Commandキーを押しながら一つずつクリック: 数が少ない時はこれが基本です。Command + Aで全選択: 図形を1つ選んでからこのショートカットを使うと、全部選択できます。いらないものを後からCommand+クリックで外していくのもアリです。- 選択ウィンドウを活用する(推奨!): Mac版でも「選択ウィンドウ」は健在です。
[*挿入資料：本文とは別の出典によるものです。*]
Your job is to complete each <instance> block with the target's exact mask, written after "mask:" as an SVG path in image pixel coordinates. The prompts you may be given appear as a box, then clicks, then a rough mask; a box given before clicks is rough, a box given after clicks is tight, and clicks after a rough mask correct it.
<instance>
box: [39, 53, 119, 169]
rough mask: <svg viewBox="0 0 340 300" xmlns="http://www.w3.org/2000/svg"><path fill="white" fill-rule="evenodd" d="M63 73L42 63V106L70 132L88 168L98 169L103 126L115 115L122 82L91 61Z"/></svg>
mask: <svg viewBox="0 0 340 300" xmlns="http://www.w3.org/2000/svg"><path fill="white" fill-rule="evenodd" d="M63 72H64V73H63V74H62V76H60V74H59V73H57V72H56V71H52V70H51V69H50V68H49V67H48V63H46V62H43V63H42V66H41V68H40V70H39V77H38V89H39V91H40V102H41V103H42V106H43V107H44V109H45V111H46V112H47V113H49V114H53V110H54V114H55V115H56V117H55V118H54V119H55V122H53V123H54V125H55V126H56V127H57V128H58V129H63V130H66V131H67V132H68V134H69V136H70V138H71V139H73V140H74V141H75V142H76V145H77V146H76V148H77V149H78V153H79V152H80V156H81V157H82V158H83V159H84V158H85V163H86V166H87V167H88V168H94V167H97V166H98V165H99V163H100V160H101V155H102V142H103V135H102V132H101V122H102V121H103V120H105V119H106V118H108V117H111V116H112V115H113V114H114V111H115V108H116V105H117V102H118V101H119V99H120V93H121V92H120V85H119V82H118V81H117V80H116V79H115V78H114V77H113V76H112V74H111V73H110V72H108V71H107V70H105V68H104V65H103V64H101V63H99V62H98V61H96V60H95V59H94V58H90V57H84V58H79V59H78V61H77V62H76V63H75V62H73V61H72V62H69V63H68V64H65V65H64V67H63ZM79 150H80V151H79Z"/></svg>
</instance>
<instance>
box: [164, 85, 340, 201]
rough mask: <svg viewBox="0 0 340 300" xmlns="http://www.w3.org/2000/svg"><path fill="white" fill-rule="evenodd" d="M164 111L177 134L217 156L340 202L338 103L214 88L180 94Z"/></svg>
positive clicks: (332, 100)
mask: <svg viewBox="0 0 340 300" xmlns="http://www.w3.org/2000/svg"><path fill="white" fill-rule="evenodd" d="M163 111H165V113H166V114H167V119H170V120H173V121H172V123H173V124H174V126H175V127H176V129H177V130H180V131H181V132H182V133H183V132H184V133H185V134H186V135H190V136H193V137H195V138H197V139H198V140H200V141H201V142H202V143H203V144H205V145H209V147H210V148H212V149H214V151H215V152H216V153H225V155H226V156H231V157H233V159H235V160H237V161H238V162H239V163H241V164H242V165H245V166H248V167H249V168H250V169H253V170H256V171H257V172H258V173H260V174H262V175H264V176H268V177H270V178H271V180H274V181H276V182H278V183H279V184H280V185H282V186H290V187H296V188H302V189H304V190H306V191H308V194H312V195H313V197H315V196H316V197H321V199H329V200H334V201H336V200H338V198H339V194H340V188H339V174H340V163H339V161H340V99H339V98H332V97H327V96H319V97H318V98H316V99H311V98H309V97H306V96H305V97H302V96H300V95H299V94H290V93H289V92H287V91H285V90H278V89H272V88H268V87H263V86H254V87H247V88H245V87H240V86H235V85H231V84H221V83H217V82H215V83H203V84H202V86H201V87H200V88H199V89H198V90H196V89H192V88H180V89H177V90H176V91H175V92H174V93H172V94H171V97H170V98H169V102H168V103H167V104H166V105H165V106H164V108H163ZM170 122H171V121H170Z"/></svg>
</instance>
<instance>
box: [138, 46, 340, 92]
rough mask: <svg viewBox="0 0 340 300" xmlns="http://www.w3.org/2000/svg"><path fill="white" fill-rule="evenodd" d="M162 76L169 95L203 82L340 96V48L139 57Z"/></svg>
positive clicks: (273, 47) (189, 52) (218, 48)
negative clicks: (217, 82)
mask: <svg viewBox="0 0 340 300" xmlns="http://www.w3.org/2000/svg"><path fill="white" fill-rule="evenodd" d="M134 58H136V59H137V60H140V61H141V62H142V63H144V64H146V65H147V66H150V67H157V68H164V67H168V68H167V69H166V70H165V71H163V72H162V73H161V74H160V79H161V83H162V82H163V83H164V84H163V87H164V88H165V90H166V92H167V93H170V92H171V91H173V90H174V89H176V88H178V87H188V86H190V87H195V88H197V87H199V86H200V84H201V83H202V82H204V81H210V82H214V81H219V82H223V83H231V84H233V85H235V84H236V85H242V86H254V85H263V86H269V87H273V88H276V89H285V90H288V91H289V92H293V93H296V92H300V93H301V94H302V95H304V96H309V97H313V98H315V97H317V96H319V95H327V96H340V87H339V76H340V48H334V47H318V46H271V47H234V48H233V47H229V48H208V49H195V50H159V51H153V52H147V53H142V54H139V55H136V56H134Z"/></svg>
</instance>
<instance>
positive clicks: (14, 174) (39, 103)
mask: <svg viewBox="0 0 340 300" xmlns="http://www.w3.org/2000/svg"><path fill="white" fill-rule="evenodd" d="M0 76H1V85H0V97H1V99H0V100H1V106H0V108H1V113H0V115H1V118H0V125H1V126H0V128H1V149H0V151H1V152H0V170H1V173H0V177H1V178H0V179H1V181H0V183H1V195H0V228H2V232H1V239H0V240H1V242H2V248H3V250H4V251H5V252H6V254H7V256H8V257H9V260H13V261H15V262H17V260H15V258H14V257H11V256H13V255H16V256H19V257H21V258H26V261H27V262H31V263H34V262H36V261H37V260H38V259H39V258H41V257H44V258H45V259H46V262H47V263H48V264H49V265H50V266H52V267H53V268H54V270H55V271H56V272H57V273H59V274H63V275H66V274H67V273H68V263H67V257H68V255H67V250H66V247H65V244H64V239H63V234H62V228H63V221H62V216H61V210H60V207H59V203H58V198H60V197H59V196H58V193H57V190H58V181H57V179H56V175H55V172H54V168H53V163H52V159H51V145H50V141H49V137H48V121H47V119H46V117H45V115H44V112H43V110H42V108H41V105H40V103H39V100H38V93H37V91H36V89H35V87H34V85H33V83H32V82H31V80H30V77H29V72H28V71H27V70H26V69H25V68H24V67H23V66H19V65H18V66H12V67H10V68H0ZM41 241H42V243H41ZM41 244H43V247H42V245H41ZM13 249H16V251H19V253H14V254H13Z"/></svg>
図形を選択したときに出る「図形の書式設定」タブから「選択ウィンドウ」を出し、リストを見ながら
Commandキーを押して複数選んでいくのが、一番確実でストレスのない方法かなと思います。
業務改善!エクセルの矢印選択ボタンまとめ
いかがでしたでしょうか。今回は、エクセルでの図形操作を圧倒的に楽にしてくれる「矢印選択ボタン(オブジェクトの選択)」について、その使い方から、ショートカット、困ったときの解決法までを幅広く解説しました。
何気なく使っている機能でも、クイックアクセスツールバーに追加してショートカット化(Alt + 数字)したり、「選択ウィンドウ」と組み合わせて重なりを管理したりするだけで、資料作成のイライラは劇的に減らすことができます。また、グレーアウトして押せなくなったり、矢印キーでおかしくなったりした時も、原因(セル編集中やScroll Lockなど)が分かっていれば、慌てずにすぐ対処できますよね。
エクセルの矢印選択ボタンを上手く使いこなして、ぜひ日々の業務をもっとサクサク、快適に進めていってくださいね!